The EPA rule establishes technology-based emissions standards for mercury and other hazardous pollutants released into the air by generating facilities with a capacity in excess of 25 megawatts. The government argues that the law requires EPA to impose the most stringent limits possible on emissions of pollutants covered under the MATS rule and that as technology improves to better capture pollutants, the emissions standards can be made tougher.

The MATS rule is responsible for “significant health and environmental benefits by reducing a broad range of hazardous air pollutants,” the agency said in July.

“By 2017 mercury emissions had dropped by 86 percent—down to approximately 4 tons. [Emissions of] Acid gas … and non-mercury metals are down 96 percent and 81 percent respectively when compared to 2010 levels.”

The government argues there is no reason to halt the regulation because the bulk of coal-fired power plants have already met the new EPA limits. Just two plants in the United States require major upgrades to come into compliance, according to the government.

But in the Sept. 18 filing, the companies and states argue that there is no reason to make the emissions standards tougher. Public health will not improve and the rule will unnecessarily impose significant costs, they say.
The brief states that EPA acknowledged in a regulatory impact analysis in April that “the current risks from these power-plant emissions are ‘below levels of concern from a public health standpoint.’”

“One might say: Mission accomplished! But not EPA. No, instead the agency now claims it is ‘necessary’ for power plants to slash their emissions by 67 percent or more, at a cost approaching $1 billion, ‘regardless of any residual risk to public health,’” the industry brief states.

U.S. Solicitor General Elizabeth Prelogar said in a brief filed on Sept. 13 that Section 7412 of the federal Clean Air Act requires EPA to impose tougher limits under the MATS rule.

Prelogar said the other side’s argument that the new regulation “arbitrarily and capriciously imposes massive costs for no meaningful benefit” is “incorrect.”
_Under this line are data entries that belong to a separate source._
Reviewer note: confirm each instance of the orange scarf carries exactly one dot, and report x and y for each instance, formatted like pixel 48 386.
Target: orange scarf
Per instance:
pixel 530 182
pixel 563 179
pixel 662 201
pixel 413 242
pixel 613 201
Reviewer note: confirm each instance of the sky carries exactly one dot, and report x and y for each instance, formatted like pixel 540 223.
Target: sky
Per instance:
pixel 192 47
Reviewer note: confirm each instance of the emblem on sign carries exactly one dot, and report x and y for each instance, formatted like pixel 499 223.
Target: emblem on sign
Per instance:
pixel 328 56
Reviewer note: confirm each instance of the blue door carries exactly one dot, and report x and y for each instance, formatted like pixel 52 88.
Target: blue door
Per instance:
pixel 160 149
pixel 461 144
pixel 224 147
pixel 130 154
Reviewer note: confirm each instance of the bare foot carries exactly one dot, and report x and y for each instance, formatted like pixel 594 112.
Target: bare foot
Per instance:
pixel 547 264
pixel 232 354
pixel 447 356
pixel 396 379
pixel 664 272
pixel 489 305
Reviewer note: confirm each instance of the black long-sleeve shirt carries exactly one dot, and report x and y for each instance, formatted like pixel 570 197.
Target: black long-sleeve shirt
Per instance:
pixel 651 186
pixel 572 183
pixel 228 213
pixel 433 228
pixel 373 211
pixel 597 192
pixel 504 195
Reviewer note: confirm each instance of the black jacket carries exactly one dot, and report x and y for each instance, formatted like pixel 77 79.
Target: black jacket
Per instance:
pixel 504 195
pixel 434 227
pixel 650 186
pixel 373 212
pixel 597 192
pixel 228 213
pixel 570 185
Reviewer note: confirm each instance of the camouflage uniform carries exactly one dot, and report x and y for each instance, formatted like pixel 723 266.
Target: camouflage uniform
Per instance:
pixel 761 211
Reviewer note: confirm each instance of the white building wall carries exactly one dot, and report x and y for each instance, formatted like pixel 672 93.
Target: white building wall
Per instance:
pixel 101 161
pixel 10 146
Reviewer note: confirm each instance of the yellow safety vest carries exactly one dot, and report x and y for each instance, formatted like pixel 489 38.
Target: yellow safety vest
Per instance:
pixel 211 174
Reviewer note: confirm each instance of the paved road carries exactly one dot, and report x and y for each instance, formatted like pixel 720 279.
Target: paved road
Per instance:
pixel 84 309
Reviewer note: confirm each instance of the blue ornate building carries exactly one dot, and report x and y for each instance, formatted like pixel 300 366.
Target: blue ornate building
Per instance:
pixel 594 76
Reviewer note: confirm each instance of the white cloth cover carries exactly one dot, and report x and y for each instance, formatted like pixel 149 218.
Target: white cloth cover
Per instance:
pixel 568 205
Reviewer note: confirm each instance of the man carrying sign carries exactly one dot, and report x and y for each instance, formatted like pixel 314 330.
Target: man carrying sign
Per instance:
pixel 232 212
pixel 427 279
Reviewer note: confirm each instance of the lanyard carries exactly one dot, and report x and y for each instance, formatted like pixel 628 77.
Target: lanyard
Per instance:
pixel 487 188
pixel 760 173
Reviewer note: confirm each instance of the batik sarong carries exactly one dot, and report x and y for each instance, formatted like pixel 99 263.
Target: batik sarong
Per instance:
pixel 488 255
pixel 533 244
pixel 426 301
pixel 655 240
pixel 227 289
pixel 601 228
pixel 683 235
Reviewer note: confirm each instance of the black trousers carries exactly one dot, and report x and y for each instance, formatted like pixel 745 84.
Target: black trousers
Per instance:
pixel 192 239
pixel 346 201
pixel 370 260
Their argument that the regulation “will produce no meaningful benefit rests on their view that, because EPA has determined that emissions of hazardous air pollutants from coal-fired power plants are already low enough to provide an ample margin of safety for public health (for example, because the cancer risk is less than one in one million), any further reduction in the plants’ hazardous-air-pollutant emissions is superfluous.”

The co-applicants “may disagree” with that policy choice to minimize public exposure to pollutants, but “that is no justification for declining to give effect to the statute Congress wrote,” Prelogar said.

The emergency application is pending before Chief Justice John Roberts. It is unclear when he will act.